Na opinião de Luiza, portadores de diabetes e, mesmo, de pressão alta, às vezes, apresentam sintomas muito mais graves do que os portadores do HIV, principalmente, quando fazem uso correto da medicação, que é disponibilizada gratuitamente pelo Sistema Único de Saúde (SUS).
Em 1992, o cantor Elton John, lançou a música “The Last Song”,que acabou se tornou um dos maiores símbolos da luta contra a AIDS. Na canção, ele se coloca no lugar de um homem à beira da morte e faz o seguinte desabafo: “tão leve quanto uma palha e tão frágil como um pássaro”.
A canção ainda hoje é atual, principalmente, se analisada sob a perspectiva dos dados apresentados, nesta quinta-feira (30), pelo Ministério da Saúde. Conforme o boletim epidemiológico HIV/aids, no mundo, cerca de 9, 2 milhões de pessoas vivem com o HIV. No Brasil, esse número é de, aproximadamente, de 1 milhão de pessoas.

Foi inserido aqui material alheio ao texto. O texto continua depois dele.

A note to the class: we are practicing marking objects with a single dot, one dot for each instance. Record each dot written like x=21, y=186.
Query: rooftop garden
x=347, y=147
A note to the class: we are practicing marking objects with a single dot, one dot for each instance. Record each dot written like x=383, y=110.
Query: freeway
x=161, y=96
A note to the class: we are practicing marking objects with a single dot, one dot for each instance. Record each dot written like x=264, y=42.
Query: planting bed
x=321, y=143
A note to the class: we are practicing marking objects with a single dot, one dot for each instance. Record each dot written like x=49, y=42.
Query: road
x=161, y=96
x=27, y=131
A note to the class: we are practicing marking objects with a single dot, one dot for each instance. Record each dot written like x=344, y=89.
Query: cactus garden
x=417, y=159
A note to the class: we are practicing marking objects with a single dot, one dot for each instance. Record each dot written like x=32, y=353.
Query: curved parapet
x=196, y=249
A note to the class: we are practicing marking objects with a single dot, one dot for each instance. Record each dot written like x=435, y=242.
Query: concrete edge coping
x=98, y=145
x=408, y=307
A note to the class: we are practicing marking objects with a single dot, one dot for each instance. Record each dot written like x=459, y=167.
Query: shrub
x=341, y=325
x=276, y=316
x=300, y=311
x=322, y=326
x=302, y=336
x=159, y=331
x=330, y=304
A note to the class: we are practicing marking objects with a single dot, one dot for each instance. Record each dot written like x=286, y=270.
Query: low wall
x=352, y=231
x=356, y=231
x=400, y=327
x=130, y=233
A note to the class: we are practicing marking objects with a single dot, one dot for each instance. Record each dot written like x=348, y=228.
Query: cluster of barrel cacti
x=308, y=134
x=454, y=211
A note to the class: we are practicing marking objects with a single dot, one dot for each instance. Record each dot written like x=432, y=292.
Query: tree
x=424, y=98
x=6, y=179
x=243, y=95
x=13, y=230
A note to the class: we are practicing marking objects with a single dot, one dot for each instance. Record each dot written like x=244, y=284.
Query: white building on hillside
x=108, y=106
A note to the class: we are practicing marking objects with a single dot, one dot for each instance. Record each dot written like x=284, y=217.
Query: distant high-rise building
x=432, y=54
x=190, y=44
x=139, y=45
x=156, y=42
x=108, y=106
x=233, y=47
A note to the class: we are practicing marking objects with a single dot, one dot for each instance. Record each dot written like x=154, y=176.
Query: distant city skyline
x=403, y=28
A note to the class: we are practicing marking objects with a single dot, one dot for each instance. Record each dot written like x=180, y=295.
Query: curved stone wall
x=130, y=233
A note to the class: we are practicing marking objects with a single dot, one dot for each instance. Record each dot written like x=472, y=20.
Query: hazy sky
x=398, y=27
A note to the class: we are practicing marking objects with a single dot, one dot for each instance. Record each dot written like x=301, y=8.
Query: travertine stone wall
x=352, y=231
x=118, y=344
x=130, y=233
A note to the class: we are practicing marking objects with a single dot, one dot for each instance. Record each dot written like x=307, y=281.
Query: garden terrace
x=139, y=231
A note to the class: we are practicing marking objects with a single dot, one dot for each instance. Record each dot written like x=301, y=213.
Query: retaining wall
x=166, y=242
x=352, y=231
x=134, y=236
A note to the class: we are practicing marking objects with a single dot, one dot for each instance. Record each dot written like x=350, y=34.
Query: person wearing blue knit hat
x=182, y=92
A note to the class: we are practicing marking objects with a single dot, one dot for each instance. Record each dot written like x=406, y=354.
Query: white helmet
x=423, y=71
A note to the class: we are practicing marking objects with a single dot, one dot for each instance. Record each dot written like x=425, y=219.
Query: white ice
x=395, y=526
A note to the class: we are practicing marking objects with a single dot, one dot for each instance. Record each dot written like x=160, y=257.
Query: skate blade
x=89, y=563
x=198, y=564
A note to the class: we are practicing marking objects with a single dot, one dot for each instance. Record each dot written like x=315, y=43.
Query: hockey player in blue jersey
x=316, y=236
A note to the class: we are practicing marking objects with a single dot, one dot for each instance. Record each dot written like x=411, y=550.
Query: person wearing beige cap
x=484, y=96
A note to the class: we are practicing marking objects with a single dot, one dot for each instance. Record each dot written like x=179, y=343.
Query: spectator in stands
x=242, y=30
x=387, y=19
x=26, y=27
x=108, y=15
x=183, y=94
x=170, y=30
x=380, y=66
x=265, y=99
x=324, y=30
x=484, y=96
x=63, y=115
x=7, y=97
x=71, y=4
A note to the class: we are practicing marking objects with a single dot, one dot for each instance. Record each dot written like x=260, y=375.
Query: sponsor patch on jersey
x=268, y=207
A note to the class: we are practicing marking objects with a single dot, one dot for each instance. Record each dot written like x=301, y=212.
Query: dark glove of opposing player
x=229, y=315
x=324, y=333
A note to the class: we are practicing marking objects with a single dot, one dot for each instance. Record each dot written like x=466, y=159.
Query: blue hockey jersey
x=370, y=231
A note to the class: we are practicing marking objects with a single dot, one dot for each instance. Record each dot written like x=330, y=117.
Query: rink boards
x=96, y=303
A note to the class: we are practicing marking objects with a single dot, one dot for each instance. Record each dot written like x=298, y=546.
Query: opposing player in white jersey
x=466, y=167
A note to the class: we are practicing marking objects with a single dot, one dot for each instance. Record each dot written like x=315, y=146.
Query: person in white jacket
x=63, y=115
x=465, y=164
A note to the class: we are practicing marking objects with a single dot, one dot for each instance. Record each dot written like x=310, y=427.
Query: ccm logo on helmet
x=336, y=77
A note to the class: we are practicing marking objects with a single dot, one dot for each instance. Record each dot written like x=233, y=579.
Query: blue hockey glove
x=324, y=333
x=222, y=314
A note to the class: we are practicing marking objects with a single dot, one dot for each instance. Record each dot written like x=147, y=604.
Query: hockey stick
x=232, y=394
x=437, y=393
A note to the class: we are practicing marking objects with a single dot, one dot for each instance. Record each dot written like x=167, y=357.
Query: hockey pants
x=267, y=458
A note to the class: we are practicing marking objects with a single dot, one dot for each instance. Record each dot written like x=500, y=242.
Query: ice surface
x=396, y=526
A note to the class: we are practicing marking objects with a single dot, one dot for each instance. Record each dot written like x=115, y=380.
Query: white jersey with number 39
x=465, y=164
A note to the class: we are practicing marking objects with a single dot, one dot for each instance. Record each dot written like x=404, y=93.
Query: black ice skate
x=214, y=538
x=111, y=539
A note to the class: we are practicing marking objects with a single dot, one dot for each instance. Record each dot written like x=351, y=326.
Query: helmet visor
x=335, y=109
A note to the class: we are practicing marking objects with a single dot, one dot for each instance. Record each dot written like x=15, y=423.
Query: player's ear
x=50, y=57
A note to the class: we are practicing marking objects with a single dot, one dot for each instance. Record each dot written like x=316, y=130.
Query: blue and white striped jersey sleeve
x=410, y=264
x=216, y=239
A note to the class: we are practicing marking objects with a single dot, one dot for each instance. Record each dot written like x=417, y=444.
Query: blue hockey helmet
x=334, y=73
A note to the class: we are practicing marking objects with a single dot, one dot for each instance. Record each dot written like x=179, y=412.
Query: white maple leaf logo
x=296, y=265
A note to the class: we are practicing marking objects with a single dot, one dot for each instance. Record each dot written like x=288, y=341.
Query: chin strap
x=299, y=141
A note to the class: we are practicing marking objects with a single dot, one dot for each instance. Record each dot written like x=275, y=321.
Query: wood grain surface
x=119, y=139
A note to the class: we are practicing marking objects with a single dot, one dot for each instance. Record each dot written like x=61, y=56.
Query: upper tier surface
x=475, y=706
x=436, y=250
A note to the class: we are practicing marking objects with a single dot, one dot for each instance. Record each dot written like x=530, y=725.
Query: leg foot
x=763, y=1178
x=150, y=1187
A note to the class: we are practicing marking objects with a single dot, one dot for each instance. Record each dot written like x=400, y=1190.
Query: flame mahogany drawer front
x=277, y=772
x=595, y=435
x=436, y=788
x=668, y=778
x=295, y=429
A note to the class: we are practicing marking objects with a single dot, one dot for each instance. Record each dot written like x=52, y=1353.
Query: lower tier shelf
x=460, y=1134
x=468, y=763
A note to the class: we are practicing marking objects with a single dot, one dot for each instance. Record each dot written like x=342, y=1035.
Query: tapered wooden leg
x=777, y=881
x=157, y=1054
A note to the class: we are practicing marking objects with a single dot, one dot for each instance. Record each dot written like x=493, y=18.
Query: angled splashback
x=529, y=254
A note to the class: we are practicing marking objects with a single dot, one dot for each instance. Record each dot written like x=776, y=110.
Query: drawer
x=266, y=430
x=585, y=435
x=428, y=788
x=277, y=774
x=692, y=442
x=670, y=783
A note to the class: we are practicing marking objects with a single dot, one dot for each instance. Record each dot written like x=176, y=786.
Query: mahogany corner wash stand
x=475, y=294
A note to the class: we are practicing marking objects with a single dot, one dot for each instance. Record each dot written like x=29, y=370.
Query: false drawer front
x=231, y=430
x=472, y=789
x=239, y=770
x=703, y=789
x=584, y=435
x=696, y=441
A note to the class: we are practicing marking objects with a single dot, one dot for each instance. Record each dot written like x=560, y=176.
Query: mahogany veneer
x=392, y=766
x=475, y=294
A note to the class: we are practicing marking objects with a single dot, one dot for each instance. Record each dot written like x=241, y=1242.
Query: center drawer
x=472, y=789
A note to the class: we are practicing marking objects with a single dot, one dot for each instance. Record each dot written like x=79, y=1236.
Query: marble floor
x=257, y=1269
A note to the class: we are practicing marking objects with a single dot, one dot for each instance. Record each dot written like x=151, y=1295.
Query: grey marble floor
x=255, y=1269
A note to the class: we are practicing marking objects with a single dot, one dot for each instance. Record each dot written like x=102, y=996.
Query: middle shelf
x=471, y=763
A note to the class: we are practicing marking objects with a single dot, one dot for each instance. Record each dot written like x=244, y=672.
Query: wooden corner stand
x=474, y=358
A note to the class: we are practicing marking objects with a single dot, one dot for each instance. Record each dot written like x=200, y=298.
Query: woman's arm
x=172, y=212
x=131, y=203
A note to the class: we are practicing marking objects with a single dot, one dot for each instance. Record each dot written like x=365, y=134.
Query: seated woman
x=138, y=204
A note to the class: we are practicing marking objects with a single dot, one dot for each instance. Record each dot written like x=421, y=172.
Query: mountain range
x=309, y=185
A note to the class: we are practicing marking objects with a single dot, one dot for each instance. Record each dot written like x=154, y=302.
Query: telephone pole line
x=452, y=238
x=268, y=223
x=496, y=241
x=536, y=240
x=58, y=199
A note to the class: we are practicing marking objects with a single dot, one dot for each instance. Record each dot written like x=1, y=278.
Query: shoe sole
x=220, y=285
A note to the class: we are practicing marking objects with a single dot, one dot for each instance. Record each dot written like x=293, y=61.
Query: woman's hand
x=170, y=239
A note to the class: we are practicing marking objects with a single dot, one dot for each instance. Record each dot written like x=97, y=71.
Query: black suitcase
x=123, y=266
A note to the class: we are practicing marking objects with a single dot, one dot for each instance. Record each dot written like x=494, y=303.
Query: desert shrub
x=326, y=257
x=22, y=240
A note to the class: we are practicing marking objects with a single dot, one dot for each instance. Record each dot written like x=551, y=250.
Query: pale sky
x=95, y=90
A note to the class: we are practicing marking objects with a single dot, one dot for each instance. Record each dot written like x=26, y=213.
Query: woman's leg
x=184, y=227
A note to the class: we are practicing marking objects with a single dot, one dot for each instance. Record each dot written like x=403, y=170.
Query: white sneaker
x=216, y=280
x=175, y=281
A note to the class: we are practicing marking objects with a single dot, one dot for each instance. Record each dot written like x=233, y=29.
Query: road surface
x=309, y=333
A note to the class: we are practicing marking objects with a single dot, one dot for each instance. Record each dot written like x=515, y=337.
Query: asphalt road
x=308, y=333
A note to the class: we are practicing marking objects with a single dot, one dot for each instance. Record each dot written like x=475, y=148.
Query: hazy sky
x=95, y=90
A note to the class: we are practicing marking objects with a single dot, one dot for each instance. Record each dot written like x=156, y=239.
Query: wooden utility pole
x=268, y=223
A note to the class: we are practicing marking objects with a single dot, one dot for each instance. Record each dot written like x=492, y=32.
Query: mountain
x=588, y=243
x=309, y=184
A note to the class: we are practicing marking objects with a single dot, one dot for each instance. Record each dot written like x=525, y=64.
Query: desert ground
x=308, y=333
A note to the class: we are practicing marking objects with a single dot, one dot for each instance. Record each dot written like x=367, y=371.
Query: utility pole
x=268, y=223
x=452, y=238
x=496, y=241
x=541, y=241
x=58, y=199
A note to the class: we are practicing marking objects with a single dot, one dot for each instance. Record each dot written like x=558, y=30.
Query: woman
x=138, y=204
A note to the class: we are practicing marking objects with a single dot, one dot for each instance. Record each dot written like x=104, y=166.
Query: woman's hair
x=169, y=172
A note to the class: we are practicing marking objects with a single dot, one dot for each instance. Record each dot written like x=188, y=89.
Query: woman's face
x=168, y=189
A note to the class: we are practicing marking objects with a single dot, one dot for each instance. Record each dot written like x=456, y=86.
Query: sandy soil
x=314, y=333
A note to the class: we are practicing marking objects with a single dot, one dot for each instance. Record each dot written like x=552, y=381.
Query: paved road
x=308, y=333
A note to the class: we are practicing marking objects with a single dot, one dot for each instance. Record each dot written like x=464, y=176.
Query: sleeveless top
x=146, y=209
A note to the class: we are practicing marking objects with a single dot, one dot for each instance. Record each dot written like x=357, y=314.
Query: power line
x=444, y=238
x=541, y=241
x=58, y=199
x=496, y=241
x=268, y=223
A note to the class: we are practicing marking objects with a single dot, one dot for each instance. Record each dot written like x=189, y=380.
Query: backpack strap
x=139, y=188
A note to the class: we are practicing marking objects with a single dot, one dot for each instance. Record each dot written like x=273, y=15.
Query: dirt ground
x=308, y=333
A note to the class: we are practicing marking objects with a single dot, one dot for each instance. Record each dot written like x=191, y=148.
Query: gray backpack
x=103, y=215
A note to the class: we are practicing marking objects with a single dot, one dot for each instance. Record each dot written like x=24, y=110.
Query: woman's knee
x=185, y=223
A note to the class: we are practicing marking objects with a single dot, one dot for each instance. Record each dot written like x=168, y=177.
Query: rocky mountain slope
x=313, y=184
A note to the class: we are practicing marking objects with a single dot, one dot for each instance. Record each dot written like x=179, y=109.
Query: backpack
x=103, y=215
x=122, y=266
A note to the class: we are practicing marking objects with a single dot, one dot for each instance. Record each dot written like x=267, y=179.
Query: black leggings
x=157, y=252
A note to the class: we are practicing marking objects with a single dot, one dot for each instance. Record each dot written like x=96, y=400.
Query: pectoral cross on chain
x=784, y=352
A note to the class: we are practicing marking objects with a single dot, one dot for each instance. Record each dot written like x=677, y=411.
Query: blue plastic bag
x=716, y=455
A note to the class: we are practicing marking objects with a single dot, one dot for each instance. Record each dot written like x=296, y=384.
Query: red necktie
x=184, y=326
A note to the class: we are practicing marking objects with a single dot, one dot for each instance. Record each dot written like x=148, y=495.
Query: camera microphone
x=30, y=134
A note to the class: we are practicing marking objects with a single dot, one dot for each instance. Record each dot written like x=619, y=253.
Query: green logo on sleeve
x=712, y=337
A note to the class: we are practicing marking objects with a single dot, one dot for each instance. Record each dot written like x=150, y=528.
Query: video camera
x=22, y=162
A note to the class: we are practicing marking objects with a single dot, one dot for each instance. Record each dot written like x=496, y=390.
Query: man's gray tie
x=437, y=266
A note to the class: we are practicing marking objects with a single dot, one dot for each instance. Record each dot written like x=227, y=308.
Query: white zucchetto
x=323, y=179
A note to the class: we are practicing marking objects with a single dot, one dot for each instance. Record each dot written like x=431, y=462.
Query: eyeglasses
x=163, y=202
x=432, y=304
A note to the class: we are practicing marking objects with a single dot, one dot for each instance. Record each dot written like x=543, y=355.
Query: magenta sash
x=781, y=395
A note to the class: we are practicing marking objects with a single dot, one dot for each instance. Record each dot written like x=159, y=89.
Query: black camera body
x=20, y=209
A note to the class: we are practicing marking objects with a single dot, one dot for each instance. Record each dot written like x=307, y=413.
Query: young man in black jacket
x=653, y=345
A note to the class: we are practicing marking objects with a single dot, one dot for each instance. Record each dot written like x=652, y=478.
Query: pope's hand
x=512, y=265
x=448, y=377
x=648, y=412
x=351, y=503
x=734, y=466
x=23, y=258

Justamente para vencer o preconceito e conscientizar as pessoas sobre prevenção, tratamento e diagnóstico precoce é que foi criado o Dia Mundial de Luta Contra a Aids, que foi celebrado nesta sexta-feira (1º). A data foi instituída pela Organização Mundial de Saúde (OMS).
O primeiro single do álbum Older, de George Michael, foi inspirado no ex-namorado do artista, o brasileiro Anselmo Feleppa. Ele também morreu, em 1993, em decorrência da Aids. No ano passado, a doença continua matando, ainda que passado 30 anos. O país registrou mais de 10 mil mortes. Deste total, cerca de 61% eram pessoas negras. Por conta disso, o Programa Conjunto das Nações Unidas sobre HIV/Aids (Unaids) definiu três metas globais, a serem alcançadas até 2030, a fim de que a Aids deixe de ser uma ameaça à saúde pública. Isso porque, a cada minuto, uma vida é perdida para a Aids.
Portanto, ações de conscientização são fundamentais para divulgar a importância da prevenção e do diagnóstico precoce. Mas, também servem para veicular mensagens de esperança e solidariedade, numa luta que deve ser contra a doença e nunca contra os portadores do HIV.
Essa reportagem encerra ao som de uma música composta por Gonzaguinha. Justamente, para levar uma mensagem de esperança, principalmente, quanto ao avanço da ciência, visando a descoberta de uma cura para a Aids. Além disso, para incentivar a construção de uma sociedade mais justa e igualitária, alinhada a uma cultura de paz, onde o respeito é a chave que abre todas as portas…“Viver e não ter a vergonha/De ser feliz/Cantar, e cantar, e cantar/A beleza de ser um eterno aprendiz/Ah, meu Deus!/Eu sei, eu sei/Que a vida devia ser bem melhor/E será!/Mas isso não impede/Que eu repita/É bonita, é bonita.”